Abdurrahman Dilipak
“Sam Amca” ya da “Tom Amca”
Sam Amca Türkiye’deki Amerikan karşıtlığından rahatsızmış. Eee artık izin verin de biraz da karşı olalım.. “Hayır” diyelim. Hep ‘evet’ dememize alıştınız değil mi? “Ucuz asker deposu”, ucuz iş gücü, pazar, sıçrama tahtası, “oltayı yutan balık yem istemez” diyordunuz değil mi? Terör örgütüne, darbeye arka çık, ne oluyoruz! Yoksa bir de teşekkür etmemizi mi bekliyordunuz.. Geçti Bor’un pazarı!

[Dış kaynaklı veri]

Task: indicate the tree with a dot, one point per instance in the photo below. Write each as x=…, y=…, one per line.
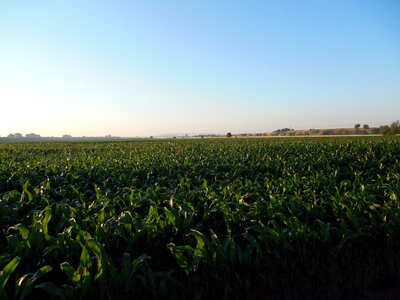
x=385, y=130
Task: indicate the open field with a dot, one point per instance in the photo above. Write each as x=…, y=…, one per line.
x=304, y=218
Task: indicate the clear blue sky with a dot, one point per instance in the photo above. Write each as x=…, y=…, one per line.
x=137, y=68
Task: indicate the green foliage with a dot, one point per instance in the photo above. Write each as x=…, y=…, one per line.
x=218, y=218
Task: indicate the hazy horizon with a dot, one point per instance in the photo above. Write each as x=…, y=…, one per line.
x=94, y=68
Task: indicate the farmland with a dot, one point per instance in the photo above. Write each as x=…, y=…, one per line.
x=221, y=218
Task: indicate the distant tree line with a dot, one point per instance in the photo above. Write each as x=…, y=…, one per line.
x=393, y=129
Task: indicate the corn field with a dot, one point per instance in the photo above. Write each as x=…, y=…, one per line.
x=299, y=218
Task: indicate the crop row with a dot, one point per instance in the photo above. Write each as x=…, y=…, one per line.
x=224, y=218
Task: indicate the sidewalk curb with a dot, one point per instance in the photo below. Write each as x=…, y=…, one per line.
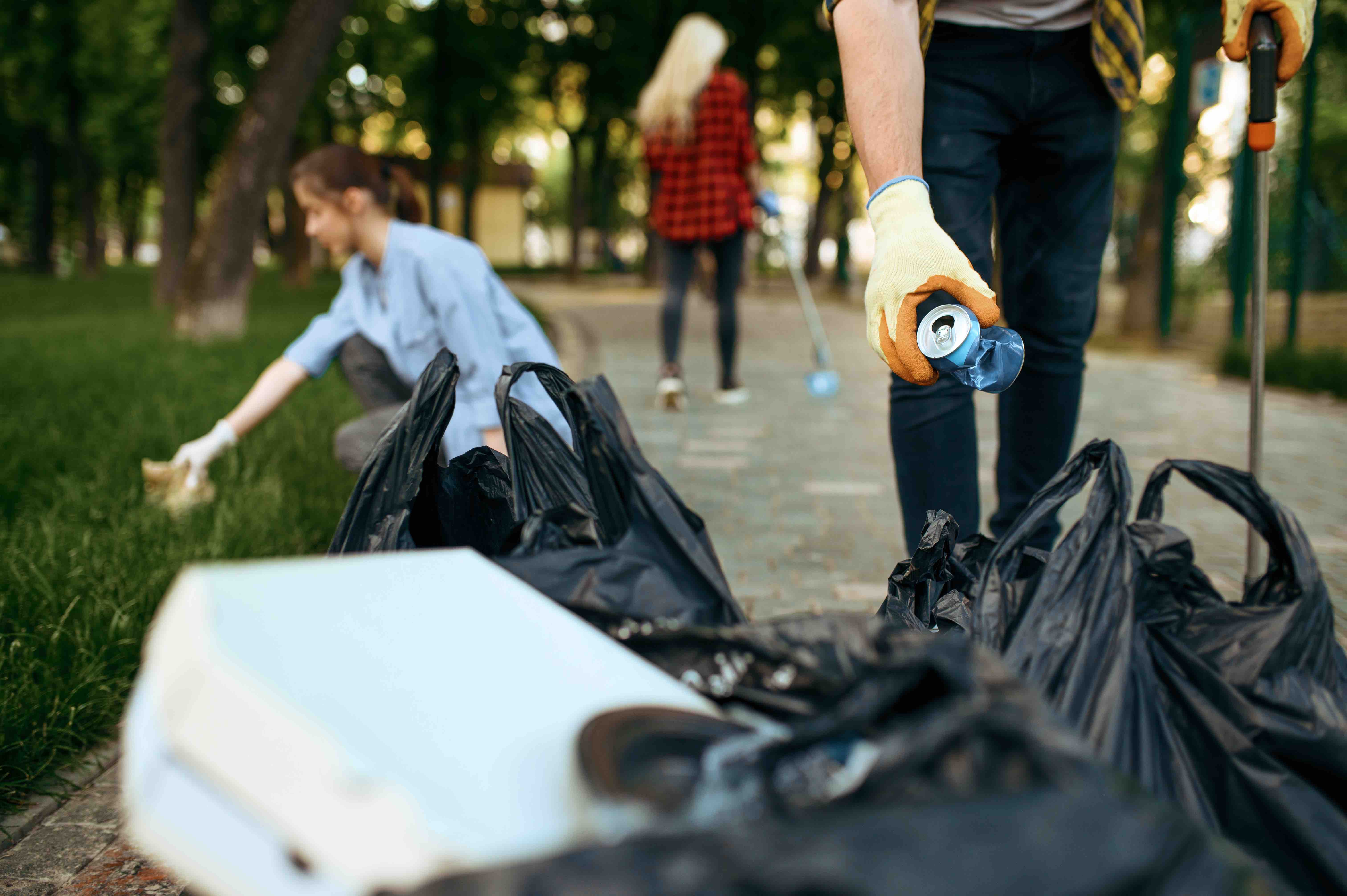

Alışmışlardı, Kendileri “Sam Amca” ya, bizim de “Tom Amca” olmamızı istiyorlardı.
Onlar bizim “İlahımız ve Rabbimiz” olacak.. Bize yasalar / yasaklar koyacaklar, emredecekler ve bizim bu “Norm”lara uymamızı sağlamak için bizi eğitecek, terbiye edecekler. “Normal” olmak istiyorsanız böyle. Yok artık! “La ilahe” ve “İllallah”.. Sizin “norm”larınız bize uymuyor.
Beyaz efendi’nin adı “Sam Amca”dır. Sadisttir. O bizim “Tom Amca” olmamızı, yani mazoşist olmamızı istiyor. Onun istediklerini yapacak olursa o bizi ödüllendirecektir..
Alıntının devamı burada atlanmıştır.